Apollo Elks Lodge 386 in Kiski Township closed in early August when the Grand Lodge of the Benevolent and Protective Order of Elks in Chicago revoked its charter, citing primarily the lodge's poor finances.
The lodge appealed that action within the Elks organization.
An agreement was reached, resulting in the revocation of the charter being rescinded and the lodge's appeal being withdrawn.
Arthur Frost, a past national president and spokesman for the national organization, said the group is happy a resolution was reached and is hopeful that the lodge will become “a viable and active part of the community again.”
“We hate losing lodges,” Frost said. “We'll go to the effort of everything we can to maintain and keep a lodge.
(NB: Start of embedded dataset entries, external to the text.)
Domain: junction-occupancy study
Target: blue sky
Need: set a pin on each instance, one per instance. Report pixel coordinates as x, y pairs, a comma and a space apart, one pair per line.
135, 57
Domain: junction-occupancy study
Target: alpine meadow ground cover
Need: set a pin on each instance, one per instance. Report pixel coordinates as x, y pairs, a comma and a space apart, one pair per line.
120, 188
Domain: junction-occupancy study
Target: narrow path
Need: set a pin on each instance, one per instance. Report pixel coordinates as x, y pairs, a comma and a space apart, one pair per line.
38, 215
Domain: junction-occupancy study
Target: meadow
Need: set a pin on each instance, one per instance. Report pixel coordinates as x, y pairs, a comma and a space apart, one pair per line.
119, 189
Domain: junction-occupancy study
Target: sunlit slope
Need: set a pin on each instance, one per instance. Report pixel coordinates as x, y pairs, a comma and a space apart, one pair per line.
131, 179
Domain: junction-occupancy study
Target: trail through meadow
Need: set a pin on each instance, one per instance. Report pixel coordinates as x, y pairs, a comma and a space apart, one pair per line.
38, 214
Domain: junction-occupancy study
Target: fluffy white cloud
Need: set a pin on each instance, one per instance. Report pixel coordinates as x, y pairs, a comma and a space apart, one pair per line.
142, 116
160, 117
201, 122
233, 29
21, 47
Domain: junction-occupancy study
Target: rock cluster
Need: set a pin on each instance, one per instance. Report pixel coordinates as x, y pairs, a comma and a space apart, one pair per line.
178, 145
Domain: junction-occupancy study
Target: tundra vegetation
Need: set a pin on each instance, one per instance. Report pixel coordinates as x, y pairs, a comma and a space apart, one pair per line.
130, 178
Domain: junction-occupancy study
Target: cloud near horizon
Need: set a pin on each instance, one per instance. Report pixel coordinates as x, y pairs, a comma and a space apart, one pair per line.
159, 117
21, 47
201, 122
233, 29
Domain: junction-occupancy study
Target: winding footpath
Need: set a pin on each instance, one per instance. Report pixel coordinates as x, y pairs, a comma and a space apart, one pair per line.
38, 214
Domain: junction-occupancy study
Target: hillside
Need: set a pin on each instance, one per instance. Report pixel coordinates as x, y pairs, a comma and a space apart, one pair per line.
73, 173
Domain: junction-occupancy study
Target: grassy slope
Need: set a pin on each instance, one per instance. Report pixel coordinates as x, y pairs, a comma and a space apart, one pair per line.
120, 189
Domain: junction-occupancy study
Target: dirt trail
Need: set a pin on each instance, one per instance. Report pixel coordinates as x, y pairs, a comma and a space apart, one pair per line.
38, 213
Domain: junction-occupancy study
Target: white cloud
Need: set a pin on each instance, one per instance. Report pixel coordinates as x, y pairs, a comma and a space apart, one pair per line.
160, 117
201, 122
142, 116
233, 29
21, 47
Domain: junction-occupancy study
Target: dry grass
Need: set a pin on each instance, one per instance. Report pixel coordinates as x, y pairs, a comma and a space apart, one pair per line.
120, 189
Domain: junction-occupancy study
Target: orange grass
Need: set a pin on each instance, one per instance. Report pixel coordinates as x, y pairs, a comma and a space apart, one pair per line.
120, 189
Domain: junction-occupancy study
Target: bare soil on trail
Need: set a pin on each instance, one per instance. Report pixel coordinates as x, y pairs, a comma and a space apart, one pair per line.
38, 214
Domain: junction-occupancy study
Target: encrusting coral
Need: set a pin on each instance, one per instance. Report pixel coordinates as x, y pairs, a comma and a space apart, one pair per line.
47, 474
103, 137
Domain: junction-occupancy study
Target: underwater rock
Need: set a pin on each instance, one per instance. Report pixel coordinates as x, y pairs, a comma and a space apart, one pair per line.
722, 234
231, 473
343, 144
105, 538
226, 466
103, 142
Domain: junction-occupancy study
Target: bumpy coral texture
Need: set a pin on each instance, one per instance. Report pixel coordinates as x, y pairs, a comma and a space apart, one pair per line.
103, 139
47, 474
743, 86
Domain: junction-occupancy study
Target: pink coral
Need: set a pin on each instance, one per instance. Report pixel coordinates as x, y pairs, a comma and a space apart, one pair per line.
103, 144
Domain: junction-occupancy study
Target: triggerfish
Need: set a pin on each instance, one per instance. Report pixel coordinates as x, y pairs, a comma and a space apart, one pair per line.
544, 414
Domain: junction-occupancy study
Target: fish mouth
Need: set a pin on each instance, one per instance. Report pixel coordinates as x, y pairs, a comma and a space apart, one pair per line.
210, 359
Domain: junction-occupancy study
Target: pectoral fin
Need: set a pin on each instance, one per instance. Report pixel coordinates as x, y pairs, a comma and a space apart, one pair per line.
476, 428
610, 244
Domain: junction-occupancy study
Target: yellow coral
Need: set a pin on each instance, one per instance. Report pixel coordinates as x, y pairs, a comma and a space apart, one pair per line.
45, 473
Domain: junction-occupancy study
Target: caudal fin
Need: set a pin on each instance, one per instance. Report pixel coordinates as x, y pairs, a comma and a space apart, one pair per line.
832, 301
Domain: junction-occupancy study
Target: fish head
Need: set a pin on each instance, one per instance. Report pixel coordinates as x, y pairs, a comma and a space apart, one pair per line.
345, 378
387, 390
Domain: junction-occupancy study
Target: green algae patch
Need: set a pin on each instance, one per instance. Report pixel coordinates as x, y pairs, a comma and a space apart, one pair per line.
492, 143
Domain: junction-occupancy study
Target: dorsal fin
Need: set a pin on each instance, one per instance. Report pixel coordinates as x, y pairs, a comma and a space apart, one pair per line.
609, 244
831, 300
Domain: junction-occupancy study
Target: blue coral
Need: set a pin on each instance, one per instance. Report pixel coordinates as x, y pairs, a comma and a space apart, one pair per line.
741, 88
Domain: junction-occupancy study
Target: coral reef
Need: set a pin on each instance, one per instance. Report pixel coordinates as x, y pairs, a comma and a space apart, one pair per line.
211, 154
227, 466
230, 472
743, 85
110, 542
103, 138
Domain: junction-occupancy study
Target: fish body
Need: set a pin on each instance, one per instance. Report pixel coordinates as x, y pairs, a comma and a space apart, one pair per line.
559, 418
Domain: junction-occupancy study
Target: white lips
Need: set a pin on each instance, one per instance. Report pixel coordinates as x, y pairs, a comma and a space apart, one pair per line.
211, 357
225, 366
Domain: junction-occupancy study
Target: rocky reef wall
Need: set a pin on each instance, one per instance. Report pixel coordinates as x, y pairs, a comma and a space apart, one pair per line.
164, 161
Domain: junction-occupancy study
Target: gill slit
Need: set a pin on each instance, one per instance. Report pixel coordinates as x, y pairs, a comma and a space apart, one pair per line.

We hate to see it go as far as it went.”
Apollo Elks Exalted Ruler Charles Fox IV said the shutdown cost the lodge close to $11,000 in lost golf outings.
The lodge had about 500 members. Many of the lodge's members transferred when the charter was revoked, but Fox could not say exactly how many did that. Fox is hoping members will return.
“We're open, and we plan on staying open,” he said. “We need to continue on our plan that we had implemented to make the lodge viable again.”
The lodge, however, remains on probation and under the authority of a steering committee.
Under the terms of the order dated Oct. 31, the lodge's officers agreed to operate under the direction of a steering committee “as long as Grand Lodge deems it necessary.”
The steering committee provides direction and guidance, and is not intended to replace the local leadership, Frost said.
The steering committee is being replaced with three new members, which Fox said was important to the lodge's officers. They will have to meet with the steering committee when asked, and “provide any information or documents requested by the steering committee.”
There is no pre-determined length to how long the lodge will be on probation, Frost said. To be removed from probation, Frost said the lodge will have to comply with some Elks executive orders, the details of which he did not have.
Generally, Frost said the lodge needs to come into compliance with the Elks' statutes and bylaws.
“What is important is that the lodge become functioning again and following our rules,” he said. “As members of the Elks, they are part of the body that established those rules. They are rules we put on ourselves.”